Learn R Programming

SeBR: Semiparametric Bayesian Regression

Overview. Data transformations are a useful companion for parametric regression models. A well-chosen or learned transformation can greatly enhance the applicability of a given model, especially for data with irregular marginal features (e.g., multimodality, skewness) or various data domains (e.g., real-valued, positive, or compactly-supported data).

Given paired data $(x_i,y_i)$ for $i=1,\ldots,n$, SeBR implements efficient and fully Bayesian inference for semiparametric regression models that incorporate (1) an unknown data transformation

$$ g(y_i) = z_i $$

and (2) a useful parametric regression model

$$ z_i = f_\theta(x_i) + \sigma \epsilon_i $$

with unknown parameters $\theta$ and independent errors $\epsilon_i$.
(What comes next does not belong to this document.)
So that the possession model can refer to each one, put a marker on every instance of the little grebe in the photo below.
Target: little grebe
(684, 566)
Examples. We focus on the following important special cases:

  1. The linear model is a natural starting point:

$$ z_i = x_i'\theta + \sigma\epsilon_i, \quad \epsilon_i \stackrel{iid}{\sim} N(0, 1) $$

The transformation $g$ broadens the applicability of this useful class of models, including for positive or compactly-supported data.
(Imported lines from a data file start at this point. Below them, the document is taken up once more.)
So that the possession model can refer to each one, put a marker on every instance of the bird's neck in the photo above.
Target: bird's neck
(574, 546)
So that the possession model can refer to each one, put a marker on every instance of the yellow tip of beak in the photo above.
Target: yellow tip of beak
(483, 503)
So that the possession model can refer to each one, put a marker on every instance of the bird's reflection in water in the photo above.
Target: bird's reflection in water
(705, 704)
  1. The quantile regression model replaces the Gaussian assumption in the linear model with an asymmetric Laplace distribution (ALD)

$$ z_i = x_i'\theta + \sigma\epsilon_i, \quad \epsilon_i \stackrel{iid}{\sim} ALD(\tau) $$

to target the $\tau$th quantile of $z$ at $x$, or equivalently, the $g^{-1}(\tau)$th quantile of $y$ at $x$. The ALD is quite often a very poor model for real data, especially when $\tau$ is near zero or one. The transformation $g$ offers a pathway to significantly improve the model adequacy, while still targeting the desired quantile of the data.

  1. The Gaussian process (GP) model generalizes the linear model to include a nonparametric regression function,

$$ z_i = f_\theta(x_i) + \sigma \epsilon_i, \quad \epsilon_i \stackrel{iid}{\sim} N(0, 1) $$

where $f_\theta$ is a GP and $\theta$ parameterizes the mean and covariance functions. Although GPs offer substantial flexibility for the regression function $f_\theta$, this model may be inadequate when $y$ has irregular marginal features or a restricted domain (e.g., positive or compact).

Challenges: The goal is to provide fully Bayesian posterior inference for the unknowns $(g, \theta)$ and posterior predictive inference for future/unobserved data $\tilde y(x)$. We prefer a model and algorithm that offer both (i) flexible modeling of $g$ and (ii) efficient posterior and predictive computations.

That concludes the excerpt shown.